2020-01-27viewdiff: add "b=" param with non-standard diff prefix
<20180228012207.GB251290@aiede.svl.corp.google.com> (posted to git@vger) uses "i" and "w" prefixes instead of the standard "a" and "b" prefixes, ensure we emit a "b=$FILENAME" param for the solver endpoint to improve search accuracy, syntax highlighting, and information density in the URL itself.
2020-01-27searchidx: don't assume "a/" and "b/" as prefixes
Some people use "--{src,dst}-prefix=", try to deal with those since git-apply can handle them when called by solver.
2020-01-27searchidx: skip filenames on "diff --git ..."
We already capture filenames on the lines beginning with "---" and "+++", so it's redundant work to capture filenames from "diff --git ..." lines.
2020-01-27linkify: move to_html over from ViewDiff
We use the same idiom in many places for doing two-step linkification and HTML escaping.

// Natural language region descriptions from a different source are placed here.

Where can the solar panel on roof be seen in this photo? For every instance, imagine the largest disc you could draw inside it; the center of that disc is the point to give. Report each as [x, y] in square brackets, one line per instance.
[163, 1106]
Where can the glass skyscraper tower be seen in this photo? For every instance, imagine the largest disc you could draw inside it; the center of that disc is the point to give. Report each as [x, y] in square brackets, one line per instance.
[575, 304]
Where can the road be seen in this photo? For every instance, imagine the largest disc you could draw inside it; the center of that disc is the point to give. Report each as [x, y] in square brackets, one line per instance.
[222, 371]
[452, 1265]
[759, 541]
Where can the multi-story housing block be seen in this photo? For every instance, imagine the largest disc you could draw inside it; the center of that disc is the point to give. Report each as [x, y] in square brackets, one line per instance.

Get rid of an outdated comment in flush_quote while we're at it.
2020-01-27linkify: compile $LINK_RE once
This gives a 3-4% performance improvement in xt/perf-msgview.t with a mirror of https://public-inbox.org/meta/
2020-01-27view: inline and eliminate msg_html
No need to keep the old sub around, anymore. Rename auxiliary subs to "msg_page_*" instead of the "html" version.
2020-01-27xt/perf-msgview: switch to multipart_text_as_html
It's a more widely-used (but still internal) API which will probably last longer than msg_html. It also reaches deeper into the stack and avoids the overhead of ->getline via PSGI, so it's faster and gives a more accurate measurement of lower-level parts.
2020-01-27tests: move the majority of t/view.t into t/plack.t
And some more into t/mid.t. PublicInbox::View::msg_html may change internally, so lets rely on the stable PSGI interface to test it, rather than a test which reaches deep into the internals.
2020-01-27init: use Import::run_die instead of system()
We already load PublicInbox::Import via PublicInbox::InboxWritable, so it's not an extra module to load. This can give us a slight speedup in tests.
2020-01-27t/plack.t: modernize and unindent
This test will be expanded, and we can take advantage of run_script to simplify our internal API use.